Inactivation des rétrovirus endogènes porcins à l'échelle du génome
La transplantation d'organes de porc chez l'homme est prometteuse afin de pallier au manque d'organes humains disponibles pour la greffe. Des inquiétudes ont cependant été soulevées qui limitent pour l'instant leur utilisation. En particulier, des virus ont été détectés à l'intérieur du génome porcin, et sont potentiellement transmissibles à l'homme. Les solutions évoquées jusqu'à présent (vaccins, manipulations génétiques) ne sont pas probantes. Dans cet article, les auteurs parviennent à éradiquer les virus d'une lignée cellulaire de rein de porc à l'aide de techniques novatrices de biologie cellulaire.
Cet article illustre la capacité du génie génétique à manipuler un génome et à en inactiver certaines parties.
Afin de détecter des portions d'ADN communes, les auteurs ont analysé les séquences des rétrovirus porcins connus. Un groupe de virus a été identifié en 62 copies dans la lignée cellulaire épithéliale du rein chez le porc. Le gène viral pol, essentiel pour la réplication et donc l'infection virale, a été choisi comme cible du complexe enzymatique CRISPR-Cas9. Cet outil permettant d'éditer une portion d'ADN nécessite la synthèse d'ARN complémentaires à la zone ciblée, qui servent de guide pour l'enzyme. Dans cette expérience, Cas9 et les ARN guides sont insérés dans le génome des cellules puis activés par la présence de doxycycline. Cela va occasionner des insertions et des délétions de nucléotides dans la séquence de pol et le rendre inutilisable par le virus. Les séquences de porc "nettoyées" ont ensuite été cultivées in vitro afin de mesurer l'expression des virus et leur transmission à l'homme.

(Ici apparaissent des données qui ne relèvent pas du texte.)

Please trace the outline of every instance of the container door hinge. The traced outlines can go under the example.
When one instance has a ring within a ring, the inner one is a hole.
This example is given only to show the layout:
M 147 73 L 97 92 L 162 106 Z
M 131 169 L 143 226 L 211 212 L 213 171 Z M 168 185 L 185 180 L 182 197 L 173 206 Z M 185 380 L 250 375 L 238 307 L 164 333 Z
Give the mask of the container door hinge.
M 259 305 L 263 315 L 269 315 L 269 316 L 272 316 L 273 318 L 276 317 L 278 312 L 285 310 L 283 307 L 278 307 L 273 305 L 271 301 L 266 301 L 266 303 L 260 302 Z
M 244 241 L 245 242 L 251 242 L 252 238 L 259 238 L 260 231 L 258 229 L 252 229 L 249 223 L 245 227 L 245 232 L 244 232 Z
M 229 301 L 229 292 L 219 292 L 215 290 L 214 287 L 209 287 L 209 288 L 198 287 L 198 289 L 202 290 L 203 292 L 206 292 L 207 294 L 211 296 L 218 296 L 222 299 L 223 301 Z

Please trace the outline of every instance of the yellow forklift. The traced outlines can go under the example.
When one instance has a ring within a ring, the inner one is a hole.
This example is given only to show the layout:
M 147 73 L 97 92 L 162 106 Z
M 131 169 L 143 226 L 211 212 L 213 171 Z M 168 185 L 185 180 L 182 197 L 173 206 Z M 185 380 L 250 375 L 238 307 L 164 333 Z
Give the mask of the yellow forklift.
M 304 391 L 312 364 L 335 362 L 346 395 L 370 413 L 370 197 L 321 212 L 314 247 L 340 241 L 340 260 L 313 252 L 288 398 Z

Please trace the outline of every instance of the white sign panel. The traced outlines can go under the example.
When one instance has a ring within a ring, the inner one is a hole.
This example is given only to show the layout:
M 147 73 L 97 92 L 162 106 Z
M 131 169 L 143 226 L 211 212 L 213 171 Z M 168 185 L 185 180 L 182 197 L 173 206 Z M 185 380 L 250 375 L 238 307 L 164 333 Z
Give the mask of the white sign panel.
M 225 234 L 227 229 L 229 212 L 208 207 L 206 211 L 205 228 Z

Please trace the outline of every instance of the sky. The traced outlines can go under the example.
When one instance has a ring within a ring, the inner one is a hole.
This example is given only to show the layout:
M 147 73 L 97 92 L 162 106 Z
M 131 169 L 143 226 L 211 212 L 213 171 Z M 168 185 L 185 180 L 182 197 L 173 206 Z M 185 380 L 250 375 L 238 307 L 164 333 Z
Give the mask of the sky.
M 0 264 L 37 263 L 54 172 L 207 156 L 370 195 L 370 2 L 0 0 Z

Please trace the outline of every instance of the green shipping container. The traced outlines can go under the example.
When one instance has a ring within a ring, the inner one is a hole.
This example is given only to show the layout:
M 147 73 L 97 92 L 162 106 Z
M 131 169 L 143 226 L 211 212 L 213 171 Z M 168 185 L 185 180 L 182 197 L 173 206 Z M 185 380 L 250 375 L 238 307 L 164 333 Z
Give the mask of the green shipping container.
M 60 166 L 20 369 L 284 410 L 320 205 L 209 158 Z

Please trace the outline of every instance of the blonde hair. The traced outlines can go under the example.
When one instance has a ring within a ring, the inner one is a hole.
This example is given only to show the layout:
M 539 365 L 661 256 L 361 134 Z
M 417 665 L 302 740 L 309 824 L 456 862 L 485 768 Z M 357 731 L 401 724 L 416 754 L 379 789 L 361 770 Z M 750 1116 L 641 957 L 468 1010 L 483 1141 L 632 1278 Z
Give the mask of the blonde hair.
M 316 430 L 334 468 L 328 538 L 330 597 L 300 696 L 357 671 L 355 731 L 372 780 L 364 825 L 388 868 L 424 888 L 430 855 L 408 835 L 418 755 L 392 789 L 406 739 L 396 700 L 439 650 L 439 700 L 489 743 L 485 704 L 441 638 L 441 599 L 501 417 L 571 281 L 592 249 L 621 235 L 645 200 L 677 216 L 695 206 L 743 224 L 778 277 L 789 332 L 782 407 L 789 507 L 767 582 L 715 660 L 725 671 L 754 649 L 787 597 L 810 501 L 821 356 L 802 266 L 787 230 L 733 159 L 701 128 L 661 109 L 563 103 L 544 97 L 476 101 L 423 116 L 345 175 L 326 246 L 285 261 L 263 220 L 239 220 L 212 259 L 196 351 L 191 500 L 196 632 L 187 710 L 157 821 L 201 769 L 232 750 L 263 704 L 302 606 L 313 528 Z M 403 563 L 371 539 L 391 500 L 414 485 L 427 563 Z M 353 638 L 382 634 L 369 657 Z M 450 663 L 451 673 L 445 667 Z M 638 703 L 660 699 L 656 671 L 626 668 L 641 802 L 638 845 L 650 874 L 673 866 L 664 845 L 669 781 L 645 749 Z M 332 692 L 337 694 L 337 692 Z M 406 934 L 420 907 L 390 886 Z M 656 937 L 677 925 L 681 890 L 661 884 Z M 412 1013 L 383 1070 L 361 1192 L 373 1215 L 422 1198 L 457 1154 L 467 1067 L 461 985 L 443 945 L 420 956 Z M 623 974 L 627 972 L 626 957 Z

Après induction continue de doxycycline pendant 17 jours, 37% des génomes viraux ont été ciblés par Cas9 (soit plus d'une vingtaine de virus par génome). Dans la majorité des cas, Cas9 a opéré de petites délétions (moins de 10 nucléotides) dans la séquence cible. Aucune modification hors de la zone cible dans le génome du porc n'a été détectée. Les auteurs ont ensuite observé la répartition des modifications et ont noté qu'environ 10% des cellules testées montrent un très fort impact de Cas9 (97 à 100% des virus touchés). Les autres cellules montrent une efficacité moindre. Enfin, les expériences de culture in vitro sur les cellules présentant les plus hauts taux de modifications ont montré que les cellules de porc modifiées par Cas9 n'expriment pas ou très peu les virus, et que la transmission vers l'homme est réduite d'un facteur 1000.
Dans le cadre de notre controverse, cet article montre un exemple de ce qu'il serait possible de réaliser afin d'empêcher la propagation d'anciens virus contenus dans les génomes d'espèces disparues. Si le génome d'une espèce disparue venait à être reconstruit, il semble que nos outils de génie génétique soient à présent en mesure d'éradiquer, ou du moins de rendre inactifs les rétrovirus endogènes présents dans ce génome.